Arazlo is not tretinoin. While both are prescription retinoids used to treat acne, Arazlo contains a different active ingredient called tazarotene at a concentration of 0.045%. Tretinoin and tazarotene are related compounds that belong to the same family, but they work differently at the molecular level and come with distinct tradeoffs in terms of effectiveness and irritation.
What Arazlo Actually Contains
Each gram of Arazlo lotion contains 0.45 mg of tazarotene, making it a 0.045% formulation. Tazarotene is a synthetic retinoid, meaning it was designed in a lab rather than derived directly from vitamin A the way tretinoin is. It’s also a prodrug: when you apply it to your skin, your body converts it into its active form, tazarotenic acid, which then goes to work on skin cells.
The FDA approved Arazlo specifically for acne, and it comes only as a lotion. Tretinoin, by contrast, has been around for decades and is available in creams, gels, and microsphere formulations at concentrations ranging from 0.01% to 0.1%. Brand names for tretinoin include Retin-A, Altreno, and others.
How Tazarotene Differs From Tretinoin
The key difference is selectivity. Tretinoin binds broadly to multiple receptor types in your skin cells. It activates all three subtypes of retinoic acid receptors (known as RAR-alpha, beta, and gamma) and, through a chemical conversion, also activates a second family of receptors called RXRs. This wide activation is part of why tretinoin is effective but also why it tends to cause significant dryness, peeling, and redness.
Tazarotene is more targeted. It binds preferentially to only two receptor subtypes, RAR-beta and RAR-gamma, and does not activate RXRs at all. This selective binding means it influences skin cell turnover and reduces inflammation through a narrower pathway. In practice, tazarotene is considered one of the most potent topical retinoids available, but older formulations at higher concentrations (0.05% and 0.1%) were notorious for causing irritation.
Why Arazlo Uses a Lower Concentration
Older tazarotene products like Tazorac come in 0.05% and 0.1% strengths, and many patients found them difficult to tolerate.

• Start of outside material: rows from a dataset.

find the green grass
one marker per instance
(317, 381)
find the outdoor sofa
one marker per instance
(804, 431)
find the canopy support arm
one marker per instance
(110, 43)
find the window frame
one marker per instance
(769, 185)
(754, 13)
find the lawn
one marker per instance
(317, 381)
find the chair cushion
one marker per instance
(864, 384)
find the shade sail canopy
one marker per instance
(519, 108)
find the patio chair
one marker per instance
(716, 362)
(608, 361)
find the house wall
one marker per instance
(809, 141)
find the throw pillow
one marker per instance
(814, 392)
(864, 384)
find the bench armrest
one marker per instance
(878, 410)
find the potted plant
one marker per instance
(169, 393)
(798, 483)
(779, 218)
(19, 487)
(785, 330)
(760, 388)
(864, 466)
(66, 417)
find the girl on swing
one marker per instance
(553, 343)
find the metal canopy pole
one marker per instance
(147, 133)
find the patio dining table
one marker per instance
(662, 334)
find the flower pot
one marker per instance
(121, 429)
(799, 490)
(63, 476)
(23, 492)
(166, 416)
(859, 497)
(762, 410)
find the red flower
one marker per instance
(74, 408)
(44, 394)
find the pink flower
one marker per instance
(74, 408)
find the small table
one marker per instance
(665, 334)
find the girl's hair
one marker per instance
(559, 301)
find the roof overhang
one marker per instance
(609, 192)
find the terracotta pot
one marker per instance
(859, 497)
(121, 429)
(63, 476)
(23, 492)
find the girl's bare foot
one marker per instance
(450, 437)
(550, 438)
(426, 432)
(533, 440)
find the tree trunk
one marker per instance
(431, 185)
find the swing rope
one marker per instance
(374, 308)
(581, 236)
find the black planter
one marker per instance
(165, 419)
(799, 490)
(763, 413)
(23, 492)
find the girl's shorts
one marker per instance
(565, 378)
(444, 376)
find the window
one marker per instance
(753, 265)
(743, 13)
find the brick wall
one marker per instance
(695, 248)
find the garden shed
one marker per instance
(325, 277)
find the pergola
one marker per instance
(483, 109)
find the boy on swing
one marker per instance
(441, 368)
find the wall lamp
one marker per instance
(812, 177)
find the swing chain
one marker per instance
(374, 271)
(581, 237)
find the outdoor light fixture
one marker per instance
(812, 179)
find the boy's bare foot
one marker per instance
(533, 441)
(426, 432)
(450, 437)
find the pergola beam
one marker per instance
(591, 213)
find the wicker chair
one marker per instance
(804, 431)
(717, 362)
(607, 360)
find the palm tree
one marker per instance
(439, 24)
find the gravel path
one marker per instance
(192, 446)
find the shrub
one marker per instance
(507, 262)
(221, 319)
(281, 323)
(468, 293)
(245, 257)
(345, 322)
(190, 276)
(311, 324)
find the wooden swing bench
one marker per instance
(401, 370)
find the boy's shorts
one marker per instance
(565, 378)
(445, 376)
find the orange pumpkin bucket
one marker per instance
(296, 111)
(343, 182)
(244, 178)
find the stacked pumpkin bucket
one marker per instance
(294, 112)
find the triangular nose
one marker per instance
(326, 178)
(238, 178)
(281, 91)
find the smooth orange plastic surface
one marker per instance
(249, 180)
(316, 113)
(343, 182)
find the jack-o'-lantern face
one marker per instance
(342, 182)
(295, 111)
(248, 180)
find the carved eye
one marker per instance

Arazlo was developed at 0.045%, a lower concentration than even the weakest traditional tazarotene product, specifically to reduce irritation while preserving acne-clearing benefits. The lotion vehicle also plays a role. It uses an emulsion-based formula designed to hydrate the skin as the medication is delivered, which helps offset the drying effects that retinoids are known for.
This makes Arazlo something of a middle ground: you get the selective, potent mechanism of tazarotene but in a formulation engineered to be gentler than older versions of the same drug.
Using Arazlo
Like most topical retinoids, Arazlo is applied once daily in the evening or at bedtime. You apply a thin layer to the affected areas of skin after washing and drying your face. Starting with every other night for the first week or two can help your skin adjust, since some degree of dryness, mild peeling, or redness is common early on with any retinoid.
Sun sensitivity increases while using Arazlo, just as it does with tretinoin. Daily sunscreen is essential during treatment. Tazarotene in any form, including Arazlo, is contraindicated during pregnancy due to the risk of birth defects, a concern shared by all retinoids in this class.
Arazlo vs. Tretinoin for Acne
Both medications speed up skin cell turnover, unclog pores, and reduce inflammation. For someone choosing between them, the practical differences come down to potency, tolerability, and cost. Tazarotene has generally shown stronger acne-clearing results in head-to-head comparisons with tretinoin at equivalent treatment durations, which is consistent with its more targeted receptor activity. However, that potency historically came with more side effects.
Arazlo’s lower-concentration lotion format narrows that tolerability gap. Tretinoin, especially in microsphere or lower-strength formulations, remains a well-tolerated first-line option that also has decades of data behind it for anti-aging benefits beyond acne. Arazlo is typically more expensive and less likely to have a generic equivalent, which can be a deciding factor.
If you’ve tried tretinoin and found it wasn’t effective enough, or if you’ve been prescribed Arazlo and were wondering whether you’re getting “the same thing” as tretinoin, the answer is no. They’re related but distinct medications, and Arazlo’s active ingredient was specifically chosen for its more targeted approach to treating acne.